The Sandown Clown, also known as Sam the Sandown Clown or All Colors Sam, refers to a bizarre humanoid entity reportedly encountered by two young children in May 1973 near Lake Common in Sandown, on the Isle of Wight, England. The incident unfolded on a Tuesday afternoon around 4 p.m., when a 7-year-old girl (given the pseudonym “Fay” in reports) and a slightly younger boy (unnamed) were playing in the countryside near the Sandown golf links and a marshy area close to what is now the Isle of Wight/Sandown Airport.
The children were drawn to a strange wailing noise resembling an ambulance siren. Following the sound across a field and over a small footbridge spanning a stream, they came upon a windowless metal hut or shed. A three-fingered hand wearing a blue glove slapped onto the bridge planks from below, and a tall figure—nearly 7 feet high—hoisted itself up. It fumbled with a book, dropping it into the water and splashing clumsily to retrieve it before hopping back into the hut with a rabbit-like gait.

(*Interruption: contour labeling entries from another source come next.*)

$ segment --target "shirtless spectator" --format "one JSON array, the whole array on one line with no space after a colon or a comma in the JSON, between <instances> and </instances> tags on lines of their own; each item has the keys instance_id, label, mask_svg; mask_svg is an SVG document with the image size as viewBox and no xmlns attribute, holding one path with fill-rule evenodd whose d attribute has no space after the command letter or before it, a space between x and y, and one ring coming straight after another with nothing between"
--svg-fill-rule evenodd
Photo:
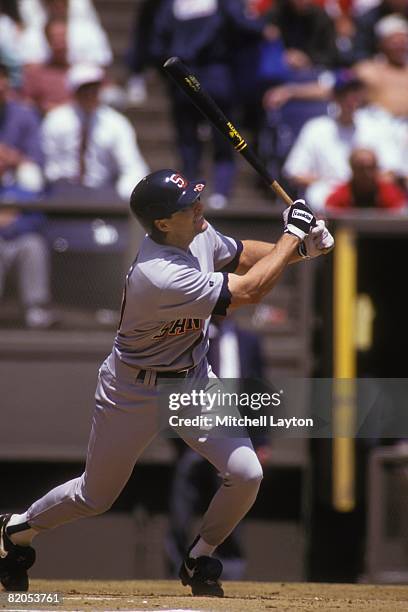
<instances>
[{"instance_id":1,"label":"shirtless spectator","mask_svg":"<svg viewBox=\"0 0 408 612\"><path fill-rule=\"evenodd\" d=\"M401 15L381 19L375 28L379 55L356 64L368 101L396 117L408 117L408 22Z\"/></svg>"},{"instance_id":2,"label":"shirtless spectator","mask_svg":"<svg viewBox=\"0 0 408 612\"><path fill-rule=\"evenodd\" d=\"M51 197L126 200L135 182L148 172L129 120L100 102L103 78L99 66L72 67L72 102L50 111L43 121Z\"/></svg>"},{"instance_id":3,"label":"shirtless spectator","mask_svg":"<svg viewBox=\"0 0 408 612\"><path fill-rule=\"evenodd\" d=\"M377 6L362 13L356 18L356 37L354 55L357 60L372 57L377 52L377 23L393 13L398 13L408 19L407 0L382 0Z\"/></svg>"},{"instance_id":4,"label":"shirtless spectator","mask_svg":"<svg viewBox=\"0 0 408 612\"><path fill-rule=\"evenodd\" d=\"M354 149L350 155L350 168L350 180L339 185L327 198L326 208L329 210L377 208L398 212L407 205L407 196L402 189L381 177L374 151Z\"/></svg>"},{"instance_id":5,"label":"shirtless spectator","mask_svg":"<svg viewBox=\"0 0 408 612\"><path fill-rule=\"evenodd\" d=\"M352 72L338 75L333 88L335 115L303 126L284 165L285 175L316 210L350 176L349 156L356 147L373 149L381 172L392 175L401 163L388 126L362 108L365 88Z\"/></svg>"},{"instance_id":6,"label":"shirtless spectator","mask_svg":"<svg viewBox=\"0 0 408 612\"><path fill-rule=\"evenodd\" d=\"M408 23L400 15L389 15L376 25L381 54L355 66L367 86L371 113L383 122L400 148L397 174L408 177Z\"/></svg>"},{"instance_id":7,"label":"shirtless spectator","mask_svg":"<svg viewBox=\"0 0 408 612\"><path fill-rule=\"evenodd\" d=\"M22 94L33 102L43 115L71 98L67 87L69 64L67 59L67 24L54 19L45 27L51 50L45 64L28 64L23 72Z\"/></svg>"},{"instance_id":8,"label":"shirtless spectator","mask_svg":"<svg viewBox=\"0 0 408 612\"><path fill-rule=\"evenodd\" d=\"M21 213L43 186L40 121L32 108L9 98L8 71L0 64L0 301L6 276L17 272L28 327L49 327L49 252L41 234L45 217Z\"/></svg>"}]
</instances>

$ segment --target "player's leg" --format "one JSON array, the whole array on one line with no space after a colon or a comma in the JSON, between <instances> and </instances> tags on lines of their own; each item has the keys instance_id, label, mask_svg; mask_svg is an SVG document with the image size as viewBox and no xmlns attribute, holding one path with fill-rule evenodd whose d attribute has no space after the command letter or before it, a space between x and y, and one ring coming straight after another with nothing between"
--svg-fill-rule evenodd
<instances>
[{"instance_id":1,"label":"player's leg","mask_svg":"<svg viewBox=\"0 0 408 612\"><path fill-rule=\"evenodd\" d=\"M187 551L180 568L184 585L193 595L223 596L219 582L222 563L211 557L254 503L262 480L262 468L248 438L184 438L208 459L222 477L202 521L199 535Z\"/></svg>"},{"instance_id":2,"label":"player's leg","mask_svg":"<svg viewBox=\"0 0 408 612\"><path fill-rule=\"evenodd\" d=\"M0 516L0 581L7 590L27 589L35 535L110 508L158 429L154 387L120 382L104 363L82 476L52 489L23 514Z\"/></svg>"},{"instance_id":3,"label":"player's leg","mask_svg":"<svg viewBox=\"0 0 408 612\"><path fill-rule=\"evenodd\" d=\"M194 552L211 554L247 514L258 494L262 467L249 438L187 439L218 470L222 484L205 513L201 543ZM201 546L201 549L200 549Z\"/></svg>"}]
</instances>

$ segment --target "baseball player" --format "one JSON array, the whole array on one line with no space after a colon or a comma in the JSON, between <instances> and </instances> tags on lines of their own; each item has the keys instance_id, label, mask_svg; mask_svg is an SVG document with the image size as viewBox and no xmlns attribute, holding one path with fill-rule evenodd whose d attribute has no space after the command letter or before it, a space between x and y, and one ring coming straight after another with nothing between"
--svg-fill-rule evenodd
<instances>
[{"instance_id":1,"label":"baseball player","mask_svg":"<svg viewBox=\"0 0 408 612\"><path fill-rule=\"evenodd\" d=\"M147 234L126 276L112 352L99 370L85 471L22 514L0 515L0 580L8 591L28 589L34 536L111 507L160 429L159 383L214 381L206 360L210 316L259 302L289 263L333 246L303 200L286 209L276 244L223 236L203 216L204 188L204 181L160 170L133 190L130 207ZM248 437L185 441L223 484L179 575L193 595L222 597L222 564L212 555L254 503L262 469Z\"/></svg>"}]
</instances>

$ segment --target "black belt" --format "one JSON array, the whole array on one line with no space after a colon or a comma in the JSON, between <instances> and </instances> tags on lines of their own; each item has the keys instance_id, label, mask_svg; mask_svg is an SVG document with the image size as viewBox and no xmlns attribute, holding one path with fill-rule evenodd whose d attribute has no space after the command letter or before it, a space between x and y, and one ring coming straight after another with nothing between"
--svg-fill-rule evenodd
<instances>
[{"instance_id":1,"label":"black belt","mask_svg":"<svg viewBox=\"0 0 408 612\"><path fill-rule=\"evenodd\" d=\"M156 372L156 380L160 380L161 378L187 378L189 372L192 370L194 370L194 368L187 368L186 370L179 370L178 372ZM140 370L136 376L136 380L144 382L149 371L150 370Z\"/></svg>"}]
</instances>

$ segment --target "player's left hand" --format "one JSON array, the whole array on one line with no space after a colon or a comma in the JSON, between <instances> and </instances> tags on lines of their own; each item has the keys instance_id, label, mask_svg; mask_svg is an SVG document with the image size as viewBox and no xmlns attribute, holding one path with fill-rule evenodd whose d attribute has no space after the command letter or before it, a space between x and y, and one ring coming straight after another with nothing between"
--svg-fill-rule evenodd
<instances>
[{"instance_id":1,"label":"player's left hand","mask_svg":"<svg viewBox=\"0 0 408 612\"><path fill-rule=\"evenodd\" d=\"M299 255L313 259L325 255L334 248L334 238L326 227L323 219L316 222L316 226L299 245Z\"/></svg>"}]
</instances>

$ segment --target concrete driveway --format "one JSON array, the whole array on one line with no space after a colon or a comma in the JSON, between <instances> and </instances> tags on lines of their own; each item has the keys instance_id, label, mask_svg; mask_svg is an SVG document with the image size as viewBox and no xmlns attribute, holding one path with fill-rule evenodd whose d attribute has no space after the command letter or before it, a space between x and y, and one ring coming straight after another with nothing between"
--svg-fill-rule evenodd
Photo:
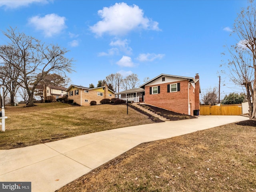
<instances>
[{"instance_id":1,"label":"concrete driveway","mask_svg":"<svg viewBox=\"0 0 256 192\"><path fill-rule=\"evenodd\" d=\"M0 181L31 182L32 192L54 192L140 143L248 119L237 116L200 116L1 150Z\"/></svg>"}]
</instances>

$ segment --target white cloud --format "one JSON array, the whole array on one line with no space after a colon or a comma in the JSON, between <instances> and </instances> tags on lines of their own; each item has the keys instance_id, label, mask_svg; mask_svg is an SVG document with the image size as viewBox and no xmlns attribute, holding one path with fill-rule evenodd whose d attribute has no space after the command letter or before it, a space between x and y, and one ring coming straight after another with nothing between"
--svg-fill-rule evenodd
<instances>
[{"instance_id":1,"label":"white cloud","mask_svg":"<svg viewBox=\"0 0 256 192\"><path fill-rule=\"evenodd\" d=\"M118 47L121 51L127 54L131 54L132 49L128 46L128 43L127 39L122 40L118 39L115 41L112 41L110 44L110 46Z\"/></svg>"},{"instance_id":2,"label":"white cloud","mask_svg":"<svg viewBox=\"0 0 256 192\"><path fill-rule=\"evenodd\" d=\"M61 17L52 13L40 17L35 16L29 19L29 23L34 26L37 30L42 30L46 37L51 37L58 34L66 26L65 17Z\"/></svg>"},{"instance_id":3,"label":"white cloud","mask_svg":"<svg viewBox=\"0 0 256 192\"><path fill-rule=\"evenodd\" d=\"M79 36L79 35L74 34L74 33L71 33L70 32L68 32L68 35L69 36L69 37L70 38L76 38Z\"/></svg>"},{"instance_id":4,"label":"white cloud","mask_svg":"<svg viewBox=\"0 0 256 192\"><path fill-rule=\"evenodd\" d=\"M109 49L108 50L107 53L106 52L101 52L98 54L98 56L99 57L102 56L111 56L117 54L119 53L119 52L118 49L117 48L112 48Z\"/></svg>"},{"instance_id":5,"label":"white cloud","mask_svg":"<svg viewBox=\"0 0 256 192\"><path fill-rule=\"evenodd\" d=\"M223 28L223 30L228 32L232 32L232 30L229 27L226 27Z\"/></svg>"},{"instance_id":6,"label":"white cloud","mask_svg":"<svg viewBox=\"0 0 256 192\"><path fill-rule=\"evenodd\" d=\"M117 72L120 74L124 77L126 77L128 75L131 75L133 73L131 71L126 71L124 70L121 70L120 71L119 71Z\"/></svg>"},{"instance_id":7,"label":"white cloud","mask_svg":"<svg viewBox=\"0 0 256 192\"><path fill-rule=\"evenodd\" d=\"M70 42L68 44L72 47L77 47L79 45L79 43L77 40L73 40Z\"/></svg>"},{"instance_id":8,"label":"white cloud","mask_svg":"<svg viewBox=\"0 0 256 192\"><path fill-rule=\"evenodd\" d=\"M143 10L134 4L116 3L109 7L104 7L98 12L102 20L90 27L90 30L98 36L104 33L111 35L124 35L137 29L160 30L158 23L144 16Z\"/></svg>"},{"instance_id":9,"label":"white cloud","mask_svg":"<svg viewBox=\"0 0 256 192\"><path fill-rule=\"evenodd\" d=\"M16 9L19 7L28 6L34 3L44 4L48 3L46 0L1 0L0 7L5 7L6 9Z\"/></svg>"},{"instance_id":10,"label":"white cloud","mask_svg":"<svg viewBox=\"0 0 256 192\"><path fill-rule=\"evenodd\" d=\"M141 62L153 61L158 59L161 59L164 56L164 54L155 54L154 53L141 54L139 55L136 59Z\"/></svg>"},{"instance_id":11,"label":"white cloud","mask_svg":"<svg viewBox=\"0 0 256 192\"><path fill-rule=\"evenodd\" d=\"M122 67L132 67L134 65L132 61L132 58L127 56L123 56L120 60L116 62L116 64Z\"/></svg>"}]
</instances>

The entity was described as a surreal hybrid: part clown, part robot, and part alien. It had a large, pale head wedged directly onto its shoulders with no visible neck, a face featuring triangular markings for eyes, a square nose, and motionless yellow lips forming a wide grin. It wore a yellow pointed hat, a green tunic with a red collar, white trousers, and blue gloves. Its arms and legs appeared wooden or mechanical, and it moved awkwardly yet deliberately. The children, initially startled, were invited inside the hut where the being spoke to them in a friendly but disjointed manner for nearly half an hour.
The entity introduced itself as “Sam” (or “All Colors Sam”) and claimed to be “all colors,” though it appeared mostly green and yellow. It communicated through a small device resembling a poor man’s karaoke machine or microphone that translated its voice into English. Sam showed them drawings and wrote a disjointed message on paper, ate a berry with its ear (a detail that particularly unsettled the children), and demonstrated kindness by offering to help them if needed. The hut’s interior was described as metallic and windowless, with a single light source. After the conversation, the children left, and when they looked back, both Sam and the hut had vanished without trace.
The girl’s father, referred to as “Mr. Y” in reports, learned of the encounter from his daughter on June 2, 1973—about three weeks later—and contacted local UFO researcher Leonard G. Cramp, who passed the details to the British UFO Research Association (BUFORA). The case appeared in the January/February 1978 issue of the BUFORA Journal under the title “Ghost Or Spaceman ’73?” edited by Norman Oliver. BUFORA assigned the pseudonym “Target Fay” to the girl and kept the family anonymous at their request. No other witnesses came forward, and the entity was never seen again.
The encounter has been interpreted in various ways. Some researchers view Sam as an extraterrestrial or interdimensional being attempting clumsy human disguise, others as a ghost, cryptid, or even a costumed human (perhaps a prankster or someone with mental health issues). The lack of physical evidence—no photos, no traces of the hut—and the children’s young age (7 and younger) have led skeptics to suggest a shared hallucination, vivid imagination, or misremembered event amplified over time. The story’s high strangeness, including Sam’s awkward behavior and bizarre actions, has kept it alive in paranormal circles.
The case resurfaced in the 2000s and 2020s through books, podcasts, and online discussions. Writer Paul A.T. Wilson has explored it extensively, and documentaries like those on YouTube have revisited the locations near Lake Common and the golf course. It is often compared to other “high strangeness” encounters involving clowns or grinning entities, such as the 1966 Point Pleasant Mothman reports or later creepy clown sightings, though no direct link exists.
The Sandown Clown remains one of Britain’s most peculiar and unexplained entity encounters, blending elements of UFO lore, cryptid reports, and surreal folklore, with no definitive explanation after more than 50 years.